Even though your third question – if you are allowed to change your mind may you sell to the second customer – is irrelevant in your situation, it is relevant in other similar situations and is worthy of discussion. For example, suppose a second customer offered you much more, say a million two hundred thousand dollars for the house because it had special value for him. Since this is a change that was totally unexpected at the time you agreed to sell to the first customer for eight hundred thousand dollars, all opinions agree that you are not classified a mechusar amono for backing out of your original agreement since you justifiably did not take this situation into account when you made your original commitment.

In order to answer this question we must study a different set of halachos: the rules of oni hamehapeich becharoro. The issue is that the Gemoro (Kiddushin 59A) rules that if one person made up with the owner of a property to buy the property another individual may no longer attempt to buy the property. Even though the first customer has not yet signed a formal contract, nevertheless another customer may no longer do anything that interferes with the first person’s purchase.

In your case, if you sell to a customer who offers you a substantially higher amount the customer will violate this prohibition. Your question is whether you, the seller, will also be guilty of violating this halachah. The issue is whether, when the rabbonon forbade a person from attempting to purchase an item which the seller already agreed to sell to someone else, did they place the prohibition on both the buyer and the seller or just on the buyer because it is he who is behaving unethically, and not the seller.

While the issue is not discussed by the Gemara or the Shulchan Aruch, there are several poskim (Nachala Le’yoshua 29, Avnei Neizer CM 17, Maharshag (3, 117)) who rule that the prohibition applies only to the buyer. Therefore, in your situation, if you do not have an issue of mechusar amono and you back out of your agreement because you found a customer who is willing to pay you a higher price, you would not violate the prohibition of oni hamehapeich.

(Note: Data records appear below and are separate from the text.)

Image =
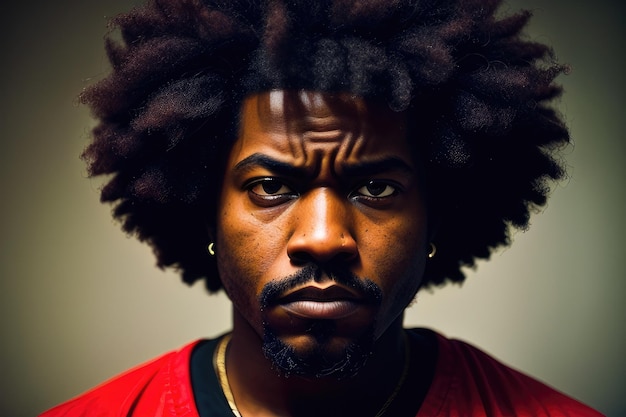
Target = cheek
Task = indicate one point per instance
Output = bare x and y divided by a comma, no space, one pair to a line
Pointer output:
396,258
244,250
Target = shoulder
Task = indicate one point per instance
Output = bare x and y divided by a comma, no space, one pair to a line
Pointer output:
123,394
466,378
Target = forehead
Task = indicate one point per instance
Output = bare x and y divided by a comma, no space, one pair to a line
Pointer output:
305,126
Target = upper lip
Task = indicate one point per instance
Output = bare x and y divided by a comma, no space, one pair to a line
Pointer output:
311,293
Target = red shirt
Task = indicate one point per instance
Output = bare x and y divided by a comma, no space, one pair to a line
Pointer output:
467,382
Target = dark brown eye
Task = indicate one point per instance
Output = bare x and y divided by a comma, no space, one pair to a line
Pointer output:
270,191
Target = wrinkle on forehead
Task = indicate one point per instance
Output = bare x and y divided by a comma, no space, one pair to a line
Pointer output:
318,129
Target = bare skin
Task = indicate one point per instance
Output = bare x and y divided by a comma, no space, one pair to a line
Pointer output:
322,180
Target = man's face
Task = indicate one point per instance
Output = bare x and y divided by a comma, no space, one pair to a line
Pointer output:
321,228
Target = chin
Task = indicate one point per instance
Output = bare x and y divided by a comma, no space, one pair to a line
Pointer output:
321,356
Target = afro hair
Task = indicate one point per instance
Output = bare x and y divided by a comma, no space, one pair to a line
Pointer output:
479,92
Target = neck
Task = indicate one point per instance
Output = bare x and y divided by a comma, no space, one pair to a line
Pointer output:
260,391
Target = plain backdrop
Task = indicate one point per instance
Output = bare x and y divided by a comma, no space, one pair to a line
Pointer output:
80,302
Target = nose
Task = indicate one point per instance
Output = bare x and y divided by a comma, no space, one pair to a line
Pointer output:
322,232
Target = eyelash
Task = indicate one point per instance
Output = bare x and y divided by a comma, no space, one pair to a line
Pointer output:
271,197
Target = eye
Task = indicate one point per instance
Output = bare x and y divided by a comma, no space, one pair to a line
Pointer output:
376,189
269,191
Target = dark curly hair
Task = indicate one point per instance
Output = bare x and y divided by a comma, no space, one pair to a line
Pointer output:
478,95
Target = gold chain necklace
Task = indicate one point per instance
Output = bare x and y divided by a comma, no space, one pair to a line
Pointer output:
219,364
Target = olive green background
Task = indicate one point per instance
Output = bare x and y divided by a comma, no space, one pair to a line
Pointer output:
80,302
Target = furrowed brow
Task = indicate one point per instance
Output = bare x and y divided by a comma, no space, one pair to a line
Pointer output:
365,168
257,160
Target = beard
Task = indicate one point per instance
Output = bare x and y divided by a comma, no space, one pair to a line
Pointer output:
319,361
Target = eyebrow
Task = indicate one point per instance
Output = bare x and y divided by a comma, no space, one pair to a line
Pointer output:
359,169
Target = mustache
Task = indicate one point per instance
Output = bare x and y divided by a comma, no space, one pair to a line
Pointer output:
273,290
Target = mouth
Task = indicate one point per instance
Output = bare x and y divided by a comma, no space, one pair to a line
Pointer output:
332,303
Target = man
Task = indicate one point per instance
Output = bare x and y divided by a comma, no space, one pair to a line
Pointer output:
321,162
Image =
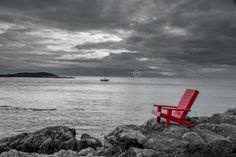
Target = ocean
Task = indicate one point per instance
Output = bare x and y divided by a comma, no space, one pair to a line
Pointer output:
96,108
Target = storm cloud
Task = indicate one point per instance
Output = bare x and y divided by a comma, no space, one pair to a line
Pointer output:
82,37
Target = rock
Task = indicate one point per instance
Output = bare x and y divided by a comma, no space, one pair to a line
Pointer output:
65,153
88,141
126,136
175,131
87,152
136,152
48,141
196,143
218,145
15,153
152,124
167,145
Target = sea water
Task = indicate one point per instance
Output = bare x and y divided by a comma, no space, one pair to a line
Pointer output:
94,107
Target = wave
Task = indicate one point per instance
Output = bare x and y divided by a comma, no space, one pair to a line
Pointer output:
6,107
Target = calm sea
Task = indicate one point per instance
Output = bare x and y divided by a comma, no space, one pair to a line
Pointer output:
94,107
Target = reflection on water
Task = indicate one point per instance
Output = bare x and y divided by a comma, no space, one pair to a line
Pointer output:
88,105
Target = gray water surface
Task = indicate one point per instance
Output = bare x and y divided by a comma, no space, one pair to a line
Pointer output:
94,107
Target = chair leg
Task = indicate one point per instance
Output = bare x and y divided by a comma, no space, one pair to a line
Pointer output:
159,110
168,120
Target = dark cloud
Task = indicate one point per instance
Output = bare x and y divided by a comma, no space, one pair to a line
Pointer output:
158,37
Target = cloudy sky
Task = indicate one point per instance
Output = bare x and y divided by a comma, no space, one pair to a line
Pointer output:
194,38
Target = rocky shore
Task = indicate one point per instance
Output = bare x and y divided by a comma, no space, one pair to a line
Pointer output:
213,136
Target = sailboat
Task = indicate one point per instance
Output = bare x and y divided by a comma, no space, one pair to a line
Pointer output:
105,75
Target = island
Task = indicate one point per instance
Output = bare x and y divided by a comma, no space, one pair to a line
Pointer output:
34,74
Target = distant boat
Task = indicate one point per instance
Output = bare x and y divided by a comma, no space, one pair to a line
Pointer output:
105,75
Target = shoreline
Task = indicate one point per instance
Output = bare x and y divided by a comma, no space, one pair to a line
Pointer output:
212,136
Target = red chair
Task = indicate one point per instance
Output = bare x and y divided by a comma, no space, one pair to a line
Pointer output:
177,113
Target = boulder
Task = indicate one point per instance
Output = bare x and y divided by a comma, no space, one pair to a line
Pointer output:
217,144
175,131
87,152
47,141
167,145
136,152
125,137
152,124
88,141
196,143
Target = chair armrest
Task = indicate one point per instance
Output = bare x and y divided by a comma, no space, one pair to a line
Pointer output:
176,109
165,105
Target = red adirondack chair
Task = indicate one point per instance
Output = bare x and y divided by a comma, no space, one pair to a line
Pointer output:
177,113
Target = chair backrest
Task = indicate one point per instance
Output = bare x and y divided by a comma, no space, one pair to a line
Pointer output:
186,102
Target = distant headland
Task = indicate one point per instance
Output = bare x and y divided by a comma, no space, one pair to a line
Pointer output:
34,74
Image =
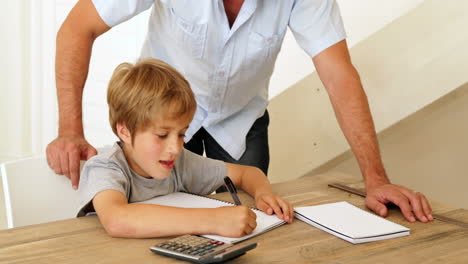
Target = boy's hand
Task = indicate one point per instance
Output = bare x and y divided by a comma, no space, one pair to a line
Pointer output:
271,203
235,221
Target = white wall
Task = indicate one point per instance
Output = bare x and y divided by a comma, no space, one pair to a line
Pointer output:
29,134
361,19
14,79
404,67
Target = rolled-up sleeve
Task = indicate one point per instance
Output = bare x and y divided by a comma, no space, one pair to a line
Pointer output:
114,12
316,25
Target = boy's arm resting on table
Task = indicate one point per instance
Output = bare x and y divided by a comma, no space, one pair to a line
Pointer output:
352,111
121,219
254,182
74,43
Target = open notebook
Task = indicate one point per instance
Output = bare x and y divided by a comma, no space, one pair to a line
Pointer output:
349,222
186,200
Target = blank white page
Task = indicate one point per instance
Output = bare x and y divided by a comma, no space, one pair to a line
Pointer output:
349,220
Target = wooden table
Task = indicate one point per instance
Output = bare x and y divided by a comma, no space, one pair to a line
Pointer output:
83,240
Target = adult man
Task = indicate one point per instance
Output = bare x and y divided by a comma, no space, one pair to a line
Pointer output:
226,50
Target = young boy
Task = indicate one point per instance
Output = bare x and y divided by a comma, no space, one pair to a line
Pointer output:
150,107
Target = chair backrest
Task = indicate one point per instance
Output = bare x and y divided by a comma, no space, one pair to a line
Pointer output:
35,194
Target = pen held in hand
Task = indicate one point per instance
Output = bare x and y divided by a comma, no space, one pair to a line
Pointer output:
232,190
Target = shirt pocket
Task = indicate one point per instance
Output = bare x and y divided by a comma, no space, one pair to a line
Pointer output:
261,52
191,36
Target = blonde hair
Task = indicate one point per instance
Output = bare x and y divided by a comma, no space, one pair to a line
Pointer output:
138,93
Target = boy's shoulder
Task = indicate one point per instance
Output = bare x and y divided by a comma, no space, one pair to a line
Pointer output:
109,157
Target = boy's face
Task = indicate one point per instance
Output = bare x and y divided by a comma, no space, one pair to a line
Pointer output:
155,150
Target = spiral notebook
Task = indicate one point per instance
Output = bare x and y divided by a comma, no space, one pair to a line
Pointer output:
349,222
186,200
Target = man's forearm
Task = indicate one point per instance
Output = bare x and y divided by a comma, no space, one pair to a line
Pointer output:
353,114
71,68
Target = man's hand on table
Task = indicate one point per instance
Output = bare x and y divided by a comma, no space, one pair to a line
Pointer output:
413,205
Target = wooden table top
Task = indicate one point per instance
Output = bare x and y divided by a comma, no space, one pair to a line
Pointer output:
83,240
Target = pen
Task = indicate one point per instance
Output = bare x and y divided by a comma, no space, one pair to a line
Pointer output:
232,190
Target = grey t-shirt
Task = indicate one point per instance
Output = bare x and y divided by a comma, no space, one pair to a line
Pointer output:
110,171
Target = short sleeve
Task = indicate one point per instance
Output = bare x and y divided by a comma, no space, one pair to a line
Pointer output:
98,176
316,25
200,175
114,12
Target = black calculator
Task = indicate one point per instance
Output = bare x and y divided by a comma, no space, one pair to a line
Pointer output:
198,249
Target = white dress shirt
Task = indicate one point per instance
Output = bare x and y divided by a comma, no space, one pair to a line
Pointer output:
228,68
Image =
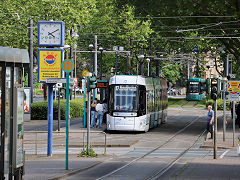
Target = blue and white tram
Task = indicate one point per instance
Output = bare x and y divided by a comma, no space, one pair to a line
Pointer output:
136,103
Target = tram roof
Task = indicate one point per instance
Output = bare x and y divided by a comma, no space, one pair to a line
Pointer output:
16,55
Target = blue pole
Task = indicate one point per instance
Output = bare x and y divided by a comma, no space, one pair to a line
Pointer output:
84,121
50,118
67,117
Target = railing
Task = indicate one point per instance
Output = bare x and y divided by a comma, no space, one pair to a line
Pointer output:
39,139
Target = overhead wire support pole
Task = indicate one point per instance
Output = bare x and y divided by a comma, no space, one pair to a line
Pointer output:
215,130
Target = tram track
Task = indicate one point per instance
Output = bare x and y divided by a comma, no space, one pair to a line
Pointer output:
158,173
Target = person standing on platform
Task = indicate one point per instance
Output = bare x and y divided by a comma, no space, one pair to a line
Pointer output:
238,115
210,120
93,111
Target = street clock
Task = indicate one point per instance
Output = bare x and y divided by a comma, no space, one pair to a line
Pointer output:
51,33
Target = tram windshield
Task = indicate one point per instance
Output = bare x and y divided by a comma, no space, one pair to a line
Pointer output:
125,98
193,87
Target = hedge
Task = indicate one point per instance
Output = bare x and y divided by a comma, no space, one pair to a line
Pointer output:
39,109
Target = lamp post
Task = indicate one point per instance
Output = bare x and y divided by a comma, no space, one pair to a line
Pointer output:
115,48
101,50
128,54
148,61
90,48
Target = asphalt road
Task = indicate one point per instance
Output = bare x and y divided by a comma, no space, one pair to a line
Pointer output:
140,164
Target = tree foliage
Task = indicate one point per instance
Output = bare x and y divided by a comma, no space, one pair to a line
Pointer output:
156,26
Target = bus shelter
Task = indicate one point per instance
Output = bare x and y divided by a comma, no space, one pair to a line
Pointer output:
13,61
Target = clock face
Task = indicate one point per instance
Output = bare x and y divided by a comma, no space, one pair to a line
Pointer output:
50,33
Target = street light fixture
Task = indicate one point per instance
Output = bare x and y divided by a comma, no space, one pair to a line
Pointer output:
141,57
128,54
148,61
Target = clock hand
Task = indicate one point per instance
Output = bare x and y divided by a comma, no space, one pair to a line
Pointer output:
51,34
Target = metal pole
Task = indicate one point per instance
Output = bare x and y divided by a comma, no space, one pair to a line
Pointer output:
101,66
101,89
215,130
141,61
91,61
59,110
67,117
88,122
148,68
95,55
233,123
3,121
150,52
224,109
50,118
84,116
30,76
11,173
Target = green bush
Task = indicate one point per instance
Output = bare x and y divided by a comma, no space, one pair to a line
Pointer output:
39,109
90,153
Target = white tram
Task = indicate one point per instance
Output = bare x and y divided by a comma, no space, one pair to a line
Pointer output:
136,103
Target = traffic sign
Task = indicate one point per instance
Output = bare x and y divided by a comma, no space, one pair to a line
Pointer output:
59,80
233,76
233,86
67,65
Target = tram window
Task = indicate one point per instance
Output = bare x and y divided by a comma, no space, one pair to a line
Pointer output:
142,99
125,98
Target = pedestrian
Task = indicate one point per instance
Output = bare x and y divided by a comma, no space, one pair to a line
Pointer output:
100,111
210,120
238,115
93,112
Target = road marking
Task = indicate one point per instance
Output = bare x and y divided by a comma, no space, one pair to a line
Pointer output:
223,154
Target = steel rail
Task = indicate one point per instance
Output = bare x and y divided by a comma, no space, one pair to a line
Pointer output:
150,152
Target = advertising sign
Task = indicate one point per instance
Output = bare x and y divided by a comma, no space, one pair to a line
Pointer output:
233,86
49,63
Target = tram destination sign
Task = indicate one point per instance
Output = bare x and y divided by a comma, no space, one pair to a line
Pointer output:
233,86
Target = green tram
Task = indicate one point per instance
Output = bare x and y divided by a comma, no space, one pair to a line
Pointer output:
136,103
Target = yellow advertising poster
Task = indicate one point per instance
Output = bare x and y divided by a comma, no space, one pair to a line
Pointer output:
233,86
49,63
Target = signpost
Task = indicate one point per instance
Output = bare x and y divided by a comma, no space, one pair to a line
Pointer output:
49,66
67,66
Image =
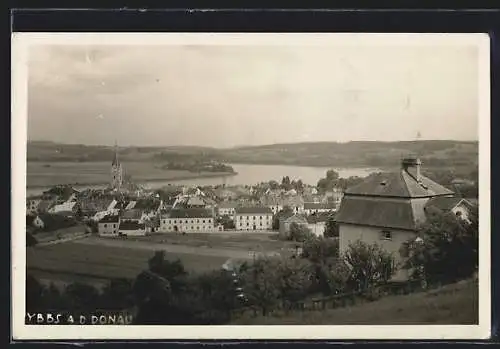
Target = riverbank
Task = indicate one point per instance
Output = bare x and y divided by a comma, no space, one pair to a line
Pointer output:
45,175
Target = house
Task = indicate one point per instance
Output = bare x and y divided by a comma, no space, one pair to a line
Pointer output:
226,208
317,223
387,208
296,203
134,215
253,218
44,206
51,222
68,206
32,204
34,222
132,229
188,220
108,226
286,223
318,207
459,206
274,203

However, if you do sell to the one who made a better offer, even though you would not violate the prohibition of onei hamehapeich, nevertheless, you will be enabling the second customer to violate the prohibition of oni hamehapeich.

Enabling the second customer to violate this prohibition involves another issue. The issue is lifnei iveir. The Torah forbids helping a person to violate a Torah prohibition. Thus, the Gemara (Avodo Zoro 6B) rules that one may not hand a piece of eiver min hachai, meat of an animal that was taken when it is still alive, to a gentile since the gentile is not allowed to eat it.

In your case, the violation of oni hamehapeich is rabbinic. There is a major dispute among the Rishonim concerning the issue of lifnei iveir when the prohibition is rabbinic. Some rishonim, including Rabbeinu Tam (Tosafos Avodo Zoro 22A, as explained by Minchas Chinuch (232, 4)), maintain that the prohibition is from the Torah, namely, even when the violator only transgresses a rabbinic prohibition, nevertheless the one who assists him transgresses a Torah prohibition! Other rishonim, including the Ramban (Commentary to Avodo Zoro 22A), maintain that there is no prohibition at all. A third opinion is that there is a rabbinic prohibition.

This prohibition applies in your situation since without you, the second customer could not violate the prohibition. Therefore, in your situation, if you sell to the one who offered you the extra thirty thousand dollars you would, according to many, transgress two prohibitions. But if you sell to a customer who did not approach you, you would violate just one prohibition.

In conclusion: You must sell to the first customer and if you sell to the second customer you will violate two prohibitions, one of them perhaps, from the Torah: one is being a mechusar amono and the second lifnei iveir. If you sell to someone else or even take the house off the market, you will violate one prohibition of being a mechusar amono.